Testing methodology (sub)Table of contents
The types of hosts I selected for the survey are perhaps not very meaningfully correlated statistically. I simply wanted a broad range of interesting, high-profile systems, which I think I got. However, I simply don't know enough statistics to do a statistical survey - that's not what this paper is about, although I'd very much like to see such a project done.
(Note. Most of this subsection is an attempt to explain my thought processes; other than the last paragraph, which describes how I finally selected a method to choose semi-random systems, it has very little bearing on the overall survey results.)
I wanted a standard against which to compare the results of my surveyed hosts, and at first I thought of comparing them to relatively random hosts using a list of personal web pages from Yahoo. I planned to use the web sites of the people listed under some letter for my sample. The letter "S" had over three thousand (!) names, so I simply sifted the names and selected 500 random sites. (I chose to scan approximately 500 random hosts so that I could do some sort of statistically meaningful comparison with the 1700 other sites I surveyed.)
There were several problems with this approach (people who know anything about statistics can kindly refrain from laughing.) One of the most significant problems was that large sites (like, say, AOL) were over-represented - IF I wanted a truly random sampling. Another problem was that I didn't know if I wanted random web sites or simply random sites. After I talked to a statistics pal of mine, I decided that I'd better start over.
So I then decided to try a really random set of hosts. I thought: well, what better way than to generate a series of random numbers that would span all possible IP numbers? I started generating four numbers, basically from 1-254, strung them together, and then pinged that IP number to get reasonably random IP address (modulo the poor quality of the perl random number generator.) I quickly realized that even if there were approximately 5 million active IP addresses it would take me about 1,000 tries to get one active IP address. At a few seconds for each trial, it would take about 42 minutes to find one host. Even in parallel, I wanted faster results.
So in the end I sacrificed randomness for expedience, and used the Network Wizards host tables (which are a few months old) and pseudo randomly (again, using perl's rand() function) selected from the 500 megabytes of data there. For those interested, here is my program to get a random number of hosts out of hostfile. I am not a statistician, as you can tell. But I did gather approximately 500 hosts (469 out of the 500; see the source to see why it didn't get all 500), and I feel confident that they are as random as reasonably possible; indeed, they are significantly more random than the other hosts in the survey (given Yahoo's method of listing sites).
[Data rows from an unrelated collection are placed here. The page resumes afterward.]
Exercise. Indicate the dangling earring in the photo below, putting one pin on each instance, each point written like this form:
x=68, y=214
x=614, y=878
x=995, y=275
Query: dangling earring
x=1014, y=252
SATAN did most of what I wanted for this survey. Specifically, it:
The other useful tools for this sort of work are:
Keep in mind that no hosts were actually broken into. However, there are many ways to detect potential problems without actually breaking into a system. Some of these problems are due to ignorance or host or network misconfigurations, but many of them are taken from CERT advisories. Here are the specific problems looked at:
It took quite a long time to get all the results, partly due to a general lack of preparation on my part. SATAN didn't quite do all the tests that I wanted to run against the survey hosts, so I had to rerun bits and pieces of it several times. And, while no hosts were broken into while performing the survey, the techniques used could have easily have been mistaken for an attack. The survey would leave entries in the survey host's audit records; certainly anyone running one of the SATAN detectors (such as courtney) or the very popular and effective TCP wrappers would have detected some fairly suspicious activity as well.
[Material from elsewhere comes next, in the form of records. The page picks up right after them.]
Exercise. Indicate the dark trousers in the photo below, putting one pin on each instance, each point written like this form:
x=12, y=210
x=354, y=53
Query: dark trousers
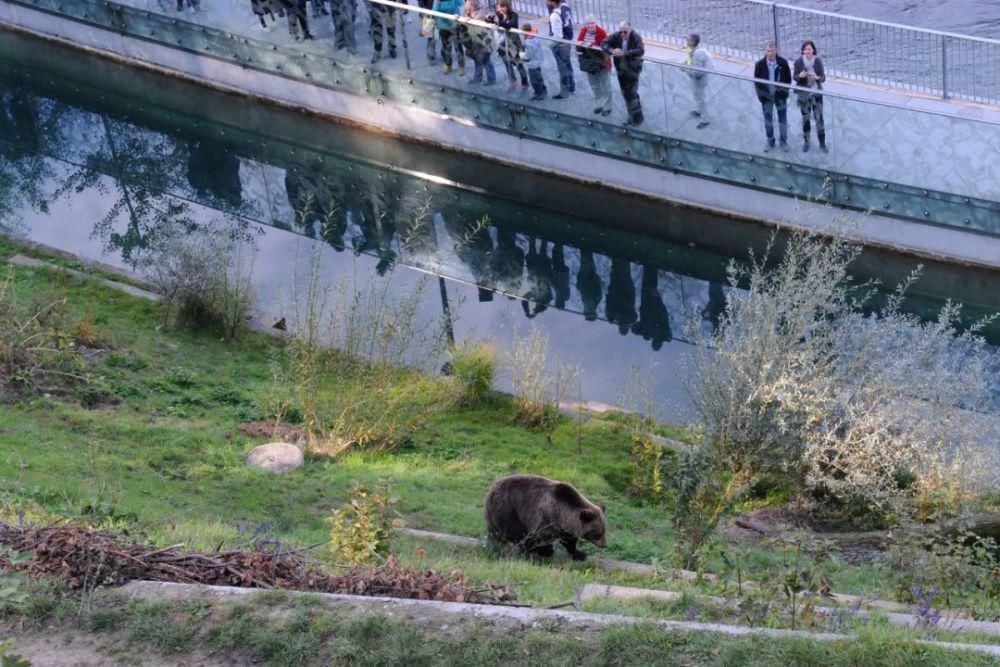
x=537, y=81
x=449, y=41
x=811, y=106
x=383, y=19
x=768, y=106
x=344, y=13
x=630, y=91
x=297, y=22
x=564, y=63
x=511, y=67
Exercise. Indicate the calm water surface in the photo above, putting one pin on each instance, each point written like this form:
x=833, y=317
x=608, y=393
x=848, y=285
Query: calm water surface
x=99, y=160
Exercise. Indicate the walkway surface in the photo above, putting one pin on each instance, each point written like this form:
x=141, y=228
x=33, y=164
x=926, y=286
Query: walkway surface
x=883, y=135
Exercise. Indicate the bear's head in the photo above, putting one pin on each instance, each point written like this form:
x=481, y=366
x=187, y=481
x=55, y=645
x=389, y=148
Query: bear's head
x=593, y=525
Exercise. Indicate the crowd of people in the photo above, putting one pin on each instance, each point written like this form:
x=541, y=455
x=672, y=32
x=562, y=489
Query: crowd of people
x=598, y=53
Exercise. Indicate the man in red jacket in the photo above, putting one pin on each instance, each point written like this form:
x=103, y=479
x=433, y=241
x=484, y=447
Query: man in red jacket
x=627, y=50
x=596, y=63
Despite all of this, I only received 3 pieces of e-mail because of the survey - two from the main survey sites (that's a .12 percent response rate), who also e-mailed my ISP, and one from a host in the random sampling (a .2 percent rate), who CC'd CERT in the e-mail. They were were all initially suspicious, fearing a failed attack, but they calmed down after I apologized for the infraction. One of them accepted my offer to further scan his site for potential problems (there were none), and the other gave me constructive comments on a rough draft of this paper. It's possible that other response teams were contacted and I know nothing about them, or that other investigations were spurred by the survey; I sincerely hope that this is not the case and that people were not unduly alarmed by the survey.
There were some additional signs that the survey was detected, but they were very sparse. Two sites out of the 1700 main survey hosts (that's about .1 percent!) fingered the host I was running the survey from (tsunami.trouble.org). Interestingly, I received responses from the random sites four times out of all the 469 hosts (0.85 percent - that's zero-point-eight-five percent, not eighty-five percent!) - still an almost imperceptable rate, but still an order of magnitude more than the normal survey sites.
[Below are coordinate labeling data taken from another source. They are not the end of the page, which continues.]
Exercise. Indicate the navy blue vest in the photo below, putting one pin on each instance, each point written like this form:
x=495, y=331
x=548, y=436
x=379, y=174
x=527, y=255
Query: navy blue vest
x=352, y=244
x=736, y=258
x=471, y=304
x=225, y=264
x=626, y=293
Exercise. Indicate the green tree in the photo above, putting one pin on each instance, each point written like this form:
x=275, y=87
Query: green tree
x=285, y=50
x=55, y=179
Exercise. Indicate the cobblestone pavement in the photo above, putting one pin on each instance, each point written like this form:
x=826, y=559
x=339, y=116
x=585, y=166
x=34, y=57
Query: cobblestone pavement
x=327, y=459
The survey was presumably detected in greater number than this; unfortunately there is no way to determine just how frequently it was discovered.
But that was it - there were no other signs that my survey was detected or that it caused any alarm. And, since trouble.org is still a very new site, with no advertised services and having only myself as a user, it was easy to spot any probes directed at my site that were a result of the survey by comparing the probes with the SATAN scan logs.